O Brasil já foi um exemplo. Conseguiu feitos que exigiram e contaram com a adesão da sociedade em torno de objetivos e metas. Muito além do Plano Real, que marcou uma mudança estrutural na economia brasileira, também foram grandes os avanços institucionais. Medidas como o fim da conta movimento entre Banco do Brasil e Tesouro Nacional; o estabelecimento do tripé macroeconômico – baseado no sistema de metas para inflação, na Lei de Responsabilidade Fiscal e na transição para o câmbio flutuante –; ou as grandes privatizações dos anos 90. Elas colocaram de pé instituições econômicas que, embora a duras penas, sobrevivem e mantêm o País resistente ao abismo.
No campo social, a universalização da educação, a criação do Sistema Único de Saúde (SUS) e os programas de transferência de renda, todos eles derivados do antigo Bolsa Escola, se destacam como marcos de um tempo em que se fincaram as bases para o que o País se tornou desde então. Houve ainda avanços microeconômicos, em particular aqueles vinculados ao aprofundamento do mercado de crédito que, com uma agenda que se inicia em 1999 e avança no início dos anos 2000, ganha contornos institucionais que adicionam tração nos motores de crescimento e de geração de bem-estar econômico e social.
Mas nem só de grandes momentos positivos vive o passado. Crises existiram – e muitas. Mas foram enfrentadas e, ainda que em meio à adversidade, se assistiu a avanços relevantes. Foi assim nas grandes crises econômicas externas dos anos 80 e 90, com fortes impactos na economia local. Foi assim na crise do apagão, em 2001. Na crise de 2008, nossa famosa “marolinha”, uma inflexão começou a dar sinais de que o Brasil ameaçava perder o rumo. E perdeu.

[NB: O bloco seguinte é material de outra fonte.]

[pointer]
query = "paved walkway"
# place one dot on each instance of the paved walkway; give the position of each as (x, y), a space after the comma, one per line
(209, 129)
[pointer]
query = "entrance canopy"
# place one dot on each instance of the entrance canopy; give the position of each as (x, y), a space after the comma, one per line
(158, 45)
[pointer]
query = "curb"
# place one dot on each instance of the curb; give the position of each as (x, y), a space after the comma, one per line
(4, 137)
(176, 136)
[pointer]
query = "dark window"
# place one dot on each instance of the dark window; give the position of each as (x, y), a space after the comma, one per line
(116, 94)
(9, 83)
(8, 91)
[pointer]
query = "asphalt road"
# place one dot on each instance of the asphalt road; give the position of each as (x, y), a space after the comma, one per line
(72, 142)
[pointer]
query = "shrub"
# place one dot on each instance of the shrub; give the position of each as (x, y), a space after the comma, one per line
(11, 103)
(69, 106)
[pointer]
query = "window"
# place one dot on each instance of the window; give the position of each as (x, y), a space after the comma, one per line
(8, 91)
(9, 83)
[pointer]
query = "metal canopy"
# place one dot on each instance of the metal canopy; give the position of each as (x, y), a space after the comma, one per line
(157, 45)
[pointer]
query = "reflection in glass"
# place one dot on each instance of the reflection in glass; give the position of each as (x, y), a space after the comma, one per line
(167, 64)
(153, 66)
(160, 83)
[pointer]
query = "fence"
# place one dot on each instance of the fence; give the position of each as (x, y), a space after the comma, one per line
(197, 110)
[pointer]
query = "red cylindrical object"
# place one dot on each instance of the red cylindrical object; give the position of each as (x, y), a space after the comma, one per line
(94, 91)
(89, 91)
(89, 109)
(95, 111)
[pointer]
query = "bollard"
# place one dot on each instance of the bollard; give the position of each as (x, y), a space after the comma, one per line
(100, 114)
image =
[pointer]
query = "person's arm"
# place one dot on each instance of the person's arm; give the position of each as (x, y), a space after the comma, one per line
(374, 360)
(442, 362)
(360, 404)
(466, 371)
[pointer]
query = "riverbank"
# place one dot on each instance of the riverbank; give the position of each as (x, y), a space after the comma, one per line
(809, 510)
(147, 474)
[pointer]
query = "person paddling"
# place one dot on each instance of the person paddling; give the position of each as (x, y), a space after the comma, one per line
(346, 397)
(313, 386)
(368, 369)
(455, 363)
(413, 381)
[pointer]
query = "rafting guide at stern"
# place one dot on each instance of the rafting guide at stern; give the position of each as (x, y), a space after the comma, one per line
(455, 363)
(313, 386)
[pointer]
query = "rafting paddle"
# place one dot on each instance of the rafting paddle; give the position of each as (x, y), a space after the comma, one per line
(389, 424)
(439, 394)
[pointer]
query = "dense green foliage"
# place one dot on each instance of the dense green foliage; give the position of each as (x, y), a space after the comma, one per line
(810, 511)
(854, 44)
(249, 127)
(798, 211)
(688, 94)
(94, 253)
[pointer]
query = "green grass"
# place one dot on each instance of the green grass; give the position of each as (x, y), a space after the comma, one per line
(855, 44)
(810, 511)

Entrecortada por avanços espasmódicos a partir daí, inclusive nestes últimos anos, nossa trajetória econômica recente está registrada em um conjunto vasto de publicações que atravessam essas quase cinco décadas. Elas descrevem esses e outros avanços institucionais e registram os retrocessos a partir do início dos anos 2010. Mas esses registros mostram, acima de tudo, o que somos capazes de fazer quando a gestão pública se baseia em competência, planejamento, coordenação e liderança. Agora, além das pilhas de livros, artigos e tantas colunas de jornais, ganhamos a possibilidade de ouvir depoimentos primorosos dos protagonistas de avanços da história econômica brasileira recente. Lançada pelo Instituto de Estudos de Política Econômica/Casa das Garças (Iepe/CdG), uma série de podcasts explora “a ciência, a prática e a arte da política econômica no Brasil”. Maravilha de eficiência desse nosso novo tempo em que se busca fazer tudo ao mesmo tempo e produzido para uma mídia muito mais atrativa para o público jovem, esses podcasts são, além de um importantíssimo registro histórico, uma aula de política econômica e de gestão pública.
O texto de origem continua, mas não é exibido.